Was traveling in West Bengal / Jharkhand last week (yes, of all places!), and was on road, when a railway crossing closed right in front of us. Since it was countryside, we decided to roam around for a few minutes and stretch our legs, till the train crosses over.
I wandered around to the signal station on railway crossing, and invariably started chatting up with the guy who manages the barricade.
As a child, I used to think that there are automatic electric means and modes that connect all such railways crossings, so that the operator gets to know when a train is nearby and the barricades have to be closed. However, there was one fundamental flaw in this theory - that electricity is available everywhere.
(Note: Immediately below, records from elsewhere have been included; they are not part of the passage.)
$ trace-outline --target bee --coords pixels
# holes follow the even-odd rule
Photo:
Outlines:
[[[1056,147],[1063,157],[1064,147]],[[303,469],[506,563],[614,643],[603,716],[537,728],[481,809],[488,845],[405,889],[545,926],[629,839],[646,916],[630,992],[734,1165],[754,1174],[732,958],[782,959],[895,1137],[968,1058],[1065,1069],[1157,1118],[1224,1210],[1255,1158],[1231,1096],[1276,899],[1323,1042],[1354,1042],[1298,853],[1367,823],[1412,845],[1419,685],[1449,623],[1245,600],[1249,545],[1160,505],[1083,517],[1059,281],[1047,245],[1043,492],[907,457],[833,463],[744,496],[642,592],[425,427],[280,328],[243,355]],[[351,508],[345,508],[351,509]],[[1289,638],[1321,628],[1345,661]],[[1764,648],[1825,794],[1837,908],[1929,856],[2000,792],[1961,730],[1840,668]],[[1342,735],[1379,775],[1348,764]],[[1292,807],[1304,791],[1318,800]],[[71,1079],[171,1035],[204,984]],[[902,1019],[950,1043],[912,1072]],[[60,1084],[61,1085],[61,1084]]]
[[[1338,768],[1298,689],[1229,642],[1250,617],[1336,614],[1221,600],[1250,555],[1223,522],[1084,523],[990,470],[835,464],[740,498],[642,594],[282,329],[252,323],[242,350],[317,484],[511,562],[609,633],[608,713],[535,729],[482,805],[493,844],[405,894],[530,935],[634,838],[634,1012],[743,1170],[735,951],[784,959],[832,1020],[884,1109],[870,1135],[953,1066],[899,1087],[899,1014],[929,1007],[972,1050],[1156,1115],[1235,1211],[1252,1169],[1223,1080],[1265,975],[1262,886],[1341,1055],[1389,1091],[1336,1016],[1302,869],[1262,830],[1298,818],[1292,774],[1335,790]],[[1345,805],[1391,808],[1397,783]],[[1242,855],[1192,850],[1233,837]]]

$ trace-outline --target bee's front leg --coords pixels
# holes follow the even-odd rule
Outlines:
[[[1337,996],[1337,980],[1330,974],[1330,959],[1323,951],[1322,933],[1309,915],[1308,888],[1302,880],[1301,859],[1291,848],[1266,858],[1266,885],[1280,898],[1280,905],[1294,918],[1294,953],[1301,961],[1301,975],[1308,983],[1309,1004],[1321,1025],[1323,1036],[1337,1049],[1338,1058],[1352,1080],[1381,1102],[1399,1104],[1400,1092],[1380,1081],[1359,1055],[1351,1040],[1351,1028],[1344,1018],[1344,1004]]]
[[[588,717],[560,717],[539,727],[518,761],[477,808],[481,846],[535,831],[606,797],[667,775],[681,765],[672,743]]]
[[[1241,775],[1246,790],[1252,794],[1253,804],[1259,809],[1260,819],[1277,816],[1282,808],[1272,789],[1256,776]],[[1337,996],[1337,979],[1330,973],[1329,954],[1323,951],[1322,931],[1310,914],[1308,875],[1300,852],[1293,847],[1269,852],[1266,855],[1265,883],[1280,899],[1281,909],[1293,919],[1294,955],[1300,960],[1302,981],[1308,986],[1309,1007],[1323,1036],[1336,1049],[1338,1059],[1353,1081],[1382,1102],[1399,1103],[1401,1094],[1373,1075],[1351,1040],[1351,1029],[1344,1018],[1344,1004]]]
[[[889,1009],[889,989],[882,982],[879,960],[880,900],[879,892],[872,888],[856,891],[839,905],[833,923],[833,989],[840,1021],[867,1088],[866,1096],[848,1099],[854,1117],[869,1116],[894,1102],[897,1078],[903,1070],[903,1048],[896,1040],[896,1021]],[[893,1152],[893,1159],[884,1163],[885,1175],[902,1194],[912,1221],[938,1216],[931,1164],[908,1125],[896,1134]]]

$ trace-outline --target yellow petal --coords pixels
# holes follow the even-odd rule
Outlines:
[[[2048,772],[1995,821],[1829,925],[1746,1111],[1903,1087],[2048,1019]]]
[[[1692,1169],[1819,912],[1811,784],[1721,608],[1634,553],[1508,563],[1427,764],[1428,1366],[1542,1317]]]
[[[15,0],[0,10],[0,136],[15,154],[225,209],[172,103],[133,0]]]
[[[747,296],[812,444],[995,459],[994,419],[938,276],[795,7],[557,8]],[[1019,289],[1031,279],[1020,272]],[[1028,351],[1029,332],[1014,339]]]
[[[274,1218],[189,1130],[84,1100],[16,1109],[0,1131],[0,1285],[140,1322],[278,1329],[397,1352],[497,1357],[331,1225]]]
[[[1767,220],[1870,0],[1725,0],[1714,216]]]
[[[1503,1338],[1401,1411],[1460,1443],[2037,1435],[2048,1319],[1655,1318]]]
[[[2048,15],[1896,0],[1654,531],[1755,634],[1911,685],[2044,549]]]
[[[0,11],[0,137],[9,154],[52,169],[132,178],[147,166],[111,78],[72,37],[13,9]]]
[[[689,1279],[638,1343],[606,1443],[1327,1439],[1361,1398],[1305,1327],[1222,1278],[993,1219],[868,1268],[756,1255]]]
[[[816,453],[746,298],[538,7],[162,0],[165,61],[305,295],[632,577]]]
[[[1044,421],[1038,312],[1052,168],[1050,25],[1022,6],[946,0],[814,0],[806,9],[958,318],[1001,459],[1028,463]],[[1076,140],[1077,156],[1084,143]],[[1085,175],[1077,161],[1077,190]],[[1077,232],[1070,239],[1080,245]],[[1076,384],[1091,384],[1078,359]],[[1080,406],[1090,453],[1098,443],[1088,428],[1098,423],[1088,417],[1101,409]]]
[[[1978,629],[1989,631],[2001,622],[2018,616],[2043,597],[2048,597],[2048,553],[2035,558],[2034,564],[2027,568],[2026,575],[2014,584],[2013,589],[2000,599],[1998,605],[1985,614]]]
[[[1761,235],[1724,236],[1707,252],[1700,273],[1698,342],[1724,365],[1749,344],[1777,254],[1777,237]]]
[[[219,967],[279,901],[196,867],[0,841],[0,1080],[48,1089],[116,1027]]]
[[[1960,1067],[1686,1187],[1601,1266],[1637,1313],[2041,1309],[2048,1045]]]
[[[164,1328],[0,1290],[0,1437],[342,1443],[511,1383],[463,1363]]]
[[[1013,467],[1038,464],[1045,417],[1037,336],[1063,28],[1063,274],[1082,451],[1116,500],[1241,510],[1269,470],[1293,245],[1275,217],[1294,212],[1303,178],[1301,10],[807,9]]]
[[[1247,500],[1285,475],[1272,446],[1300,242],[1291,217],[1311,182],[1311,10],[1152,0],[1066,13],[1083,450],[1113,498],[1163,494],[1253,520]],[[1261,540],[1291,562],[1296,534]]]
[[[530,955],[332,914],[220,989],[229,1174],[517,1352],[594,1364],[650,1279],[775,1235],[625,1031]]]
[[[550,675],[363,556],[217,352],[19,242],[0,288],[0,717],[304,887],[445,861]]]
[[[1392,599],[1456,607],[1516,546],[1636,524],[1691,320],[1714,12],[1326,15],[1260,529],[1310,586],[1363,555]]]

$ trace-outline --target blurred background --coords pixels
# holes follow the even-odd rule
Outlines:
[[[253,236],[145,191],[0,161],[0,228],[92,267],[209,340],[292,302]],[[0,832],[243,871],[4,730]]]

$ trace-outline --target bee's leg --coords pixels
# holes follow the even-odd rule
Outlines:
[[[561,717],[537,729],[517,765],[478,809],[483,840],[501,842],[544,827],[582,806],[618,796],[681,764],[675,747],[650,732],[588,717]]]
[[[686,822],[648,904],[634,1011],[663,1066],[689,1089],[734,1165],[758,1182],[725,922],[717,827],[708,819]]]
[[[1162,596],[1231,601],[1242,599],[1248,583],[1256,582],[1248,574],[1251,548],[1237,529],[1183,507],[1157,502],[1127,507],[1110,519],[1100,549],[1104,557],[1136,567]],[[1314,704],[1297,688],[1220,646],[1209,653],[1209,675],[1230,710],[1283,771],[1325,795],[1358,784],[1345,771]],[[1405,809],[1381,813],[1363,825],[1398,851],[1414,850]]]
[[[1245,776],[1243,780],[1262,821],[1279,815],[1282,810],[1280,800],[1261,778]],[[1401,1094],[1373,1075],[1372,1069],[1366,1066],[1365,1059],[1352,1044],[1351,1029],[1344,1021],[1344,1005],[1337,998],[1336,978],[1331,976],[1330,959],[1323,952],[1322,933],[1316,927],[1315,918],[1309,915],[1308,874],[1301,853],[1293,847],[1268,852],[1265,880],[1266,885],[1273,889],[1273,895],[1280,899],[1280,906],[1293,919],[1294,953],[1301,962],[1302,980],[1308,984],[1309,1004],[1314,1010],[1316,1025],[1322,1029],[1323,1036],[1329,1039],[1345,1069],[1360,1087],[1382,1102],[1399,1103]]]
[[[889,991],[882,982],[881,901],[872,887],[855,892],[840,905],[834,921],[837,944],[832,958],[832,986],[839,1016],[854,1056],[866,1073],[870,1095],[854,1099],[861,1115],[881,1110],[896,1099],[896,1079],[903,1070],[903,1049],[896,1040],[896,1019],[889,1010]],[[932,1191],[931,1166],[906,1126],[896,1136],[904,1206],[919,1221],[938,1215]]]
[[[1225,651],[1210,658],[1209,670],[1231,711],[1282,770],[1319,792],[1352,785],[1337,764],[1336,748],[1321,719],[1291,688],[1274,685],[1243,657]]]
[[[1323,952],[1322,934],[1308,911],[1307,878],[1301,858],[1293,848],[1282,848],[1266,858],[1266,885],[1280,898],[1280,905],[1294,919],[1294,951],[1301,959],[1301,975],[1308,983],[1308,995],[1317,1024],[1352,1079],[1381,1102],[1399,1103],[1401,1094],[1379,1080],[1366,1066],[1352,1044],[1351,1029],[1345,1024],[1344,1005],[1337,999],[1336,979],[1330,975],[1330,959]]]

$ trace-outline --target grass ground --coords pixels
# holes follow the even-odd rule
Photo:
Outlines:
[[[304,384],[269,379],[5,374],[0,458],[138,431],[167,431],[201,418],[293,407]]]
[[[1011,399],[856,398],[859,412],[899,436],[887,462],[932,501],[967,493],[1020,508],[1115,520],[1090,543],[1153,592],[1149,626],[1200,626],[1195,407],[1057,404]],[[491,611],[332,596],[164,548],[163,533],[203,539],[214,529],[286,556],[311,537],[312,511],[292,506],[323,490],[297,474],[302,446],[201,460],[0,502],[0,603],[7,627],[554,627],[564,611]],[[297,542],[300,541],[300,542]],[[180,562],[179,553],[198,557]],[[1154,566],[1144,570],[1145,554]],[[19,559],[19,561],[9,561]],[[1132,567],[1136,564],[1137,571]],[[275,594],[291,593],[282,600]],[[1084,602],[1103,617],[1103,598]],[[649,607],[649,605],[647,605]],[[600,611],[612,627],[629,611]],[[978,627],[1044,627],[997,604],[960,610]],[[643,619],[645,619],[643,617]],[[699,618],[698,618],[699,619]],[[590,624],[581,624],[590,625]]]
In reality, there are countless crossings in India that would be devoid of any electric supply.
I had further thought that in absence of electric supply, there would be some sort of morse code devices that would be used by these railway crossing operators to communicate with the central room, to know when to operate the barricades. I was always fascinated by how sophisticated the systems would be, that enable these operators across the country to know minutes before any train reaches their junction.
While I was chatting with the operator, these long lost thoughts came running back to me, and I ended up asking him how they were so skilled.
The answer was surprising, and as simple as it could have been - it is a normal 'telephone' that they use. Each crossing calls up the next one when the train crosses theirs, to give a heads up.
How simple is that!
It is the sweet, simple things of life which are the real ones after all.